I suppose I have learned over the years when its beneficial to talk about his disability and when its not. My advice to you would be to determine what is it you are providing by opening up to someone. If you are supporting someone living with a similar situation then by all means share your story. For me however, if its someone just being nosey I find its way more satisfying walking away. I have been in so many waiting rooms where those nosey mom’s are watching you intently while their bratty child is destroying the place. Sometimes their kids will stare, and if they ask questions of course I will answer them. I’ve even gotten down to their level in play rooms and encouraged them to play with Braden. Its amazing how accepting children can be. Without explanations or curiosity most times kids will jump right in and ask him “do you want this toy?” “Do you want to try this one?”
Excepting, innocent and kind…..most times.
Don’t be naïve to think however sometimes the parents start asking questions, and although I would love nothing more than to sit with you and tell you all my life story, I don’t have the time. My energy was spent assisting my child so he could play with yours.

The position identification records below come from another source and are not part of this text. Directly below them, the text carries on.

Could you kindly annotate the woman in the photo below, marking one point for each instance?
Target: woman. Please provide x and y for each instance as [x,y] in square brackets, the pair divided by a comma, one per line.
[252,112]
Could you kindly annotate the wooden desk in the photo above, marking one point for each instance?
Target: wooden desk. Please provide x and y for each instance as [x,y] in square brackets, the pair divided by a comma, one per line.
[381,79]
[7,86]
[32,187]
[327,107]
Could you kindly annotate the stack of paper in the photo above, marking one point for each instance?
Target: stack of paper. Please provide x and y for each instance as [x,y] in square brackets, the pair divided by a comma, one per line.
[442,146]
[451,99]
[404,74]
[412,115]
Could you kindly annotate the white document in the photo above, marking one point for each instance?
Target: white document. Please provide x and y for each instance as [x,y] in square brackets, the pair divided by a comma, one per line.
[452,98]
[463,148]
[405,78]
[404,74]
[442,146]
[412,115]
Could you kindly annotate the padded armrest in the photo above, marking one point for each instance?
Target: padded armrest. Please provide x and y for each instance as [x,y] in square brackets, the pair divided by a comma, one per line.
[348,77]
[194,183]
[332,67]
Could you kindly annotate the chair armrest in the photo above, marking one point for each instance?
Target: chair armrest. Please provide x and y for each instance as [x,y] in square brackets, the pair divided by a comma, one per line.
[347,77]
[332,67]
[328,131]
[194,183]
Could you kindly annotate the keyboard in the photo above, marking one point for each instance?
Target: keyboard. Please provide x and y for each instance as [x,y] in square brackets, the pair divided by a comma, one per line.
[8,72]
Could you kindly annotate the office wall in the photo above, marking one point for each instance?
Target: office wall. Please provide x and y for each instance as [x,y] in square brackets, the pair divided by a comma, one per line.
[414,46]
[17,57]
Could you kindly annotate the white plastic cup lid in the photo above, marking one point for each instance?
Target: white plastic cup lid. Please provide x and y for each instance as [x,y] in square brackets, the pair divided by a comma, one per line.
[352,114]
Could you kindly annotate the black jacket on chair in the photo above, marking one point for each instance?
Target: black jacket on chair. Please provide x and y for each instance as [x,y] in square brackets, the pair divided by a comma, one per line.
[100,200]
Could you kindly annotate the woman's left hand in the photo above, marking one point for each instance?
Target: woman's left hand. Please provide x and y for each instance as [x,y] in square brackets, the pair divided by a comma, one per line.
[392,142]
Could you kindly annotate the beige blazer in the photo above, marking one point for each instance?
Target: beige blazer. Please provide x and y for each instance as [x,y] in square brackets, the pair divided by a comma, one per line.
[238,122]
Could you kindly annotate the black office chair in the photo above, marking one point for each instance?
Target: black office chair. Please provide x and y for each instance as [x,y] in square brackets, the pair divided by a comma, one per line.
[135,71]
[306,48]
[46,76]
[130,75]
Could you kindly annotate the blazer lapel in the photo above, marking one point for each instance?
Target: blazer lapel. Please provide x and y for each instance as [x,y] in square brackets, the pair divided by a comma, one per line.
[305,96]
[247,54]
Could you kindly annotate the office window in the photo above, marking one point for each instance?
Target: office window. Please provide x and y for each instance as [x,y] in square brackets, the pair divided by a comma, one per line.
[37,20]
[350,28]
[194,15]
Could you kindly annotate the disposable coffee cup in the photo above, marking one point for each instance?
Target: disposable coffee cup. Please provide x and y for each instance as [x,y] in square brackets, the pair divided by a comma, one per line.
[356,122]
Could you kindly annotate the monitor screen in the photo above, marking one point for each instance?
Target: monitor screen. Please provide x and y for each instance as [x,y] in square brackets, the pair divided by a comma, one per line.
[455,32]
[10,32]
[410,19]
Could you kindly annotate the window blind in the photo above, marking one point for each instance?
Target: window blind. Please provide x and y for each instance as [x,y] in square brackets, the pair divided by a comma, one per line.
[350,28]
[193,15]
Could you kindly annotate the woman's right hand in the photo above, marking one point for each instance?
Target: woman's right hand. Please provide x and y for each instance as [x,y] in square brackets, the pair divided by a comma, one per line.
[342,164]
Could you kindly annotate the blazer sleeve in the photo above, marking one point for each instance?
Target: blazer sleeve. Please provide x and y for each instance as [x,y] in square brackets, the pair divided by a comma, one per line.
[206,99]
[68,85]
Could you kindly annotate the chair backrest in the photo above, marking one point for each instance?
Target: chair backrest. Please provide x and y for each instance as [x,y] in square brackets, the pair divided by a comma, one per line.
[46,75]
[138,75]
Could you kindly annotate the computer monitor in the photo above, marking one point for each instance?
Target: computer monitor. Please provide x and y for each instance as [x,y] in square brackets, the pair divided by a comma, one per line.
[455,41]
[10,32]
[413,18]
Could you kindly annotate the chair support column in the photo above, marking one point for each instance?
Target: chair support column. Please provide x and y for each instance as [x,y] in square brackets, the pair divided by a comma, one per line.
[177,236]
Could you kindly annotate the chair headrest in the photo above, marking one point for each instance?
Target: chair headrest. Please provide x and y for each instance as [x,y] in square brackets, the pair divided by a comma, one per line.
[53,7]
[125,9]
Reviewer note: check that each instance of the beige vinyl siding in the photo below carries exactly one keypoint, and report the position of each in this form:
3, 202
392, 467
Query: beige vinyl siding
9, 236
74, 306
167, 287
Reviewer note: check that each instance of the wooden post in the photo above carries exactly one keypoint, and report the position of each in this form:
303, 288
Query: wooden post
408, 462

Bottom line is they don’t need to know, preserve your child’s privacy. Keep explanations short, the less you share the better you will feel. Trust me~
Today I have different views to share, today I am all about education. My voice has changed from sharing my personal stories to sharing my personal opinion. I love nothing more that educating people who do not understand differently-able. My dear friend, if you are reading this and are a parent of a child with special needs do not be afraid to educate. Share your knowledge with others. Teach those around you how they can encourage and help your child become capable in an environment not suited for their special needs. I mean by that, if your child is having a difficult time playing with others because its not a suitable spot…show them how to make it happen. Explain to the children and their parents that your child isn’t able to jump around in the ball pit. But if you pass him/her some balls they can throw them up high and you can catch them. Show them how they can incorporate your child. While you are doing this you are modelling for your own child. You are teaching them how to become an advocate for themselves. Children love to be helpers, when they do good they feel good. Share many thank you’s with them. Tell them because they helped include your child they have made them so happy. They had so much fun playing with them. Give credit where credit is due.
To all those who helped me provide Braden with a most excellent childhood Thank you~ To all those kids who stayed around to play, got down on the grass and made Braden laugh..Thank you~
We were busy parents, but we loved every minute of it!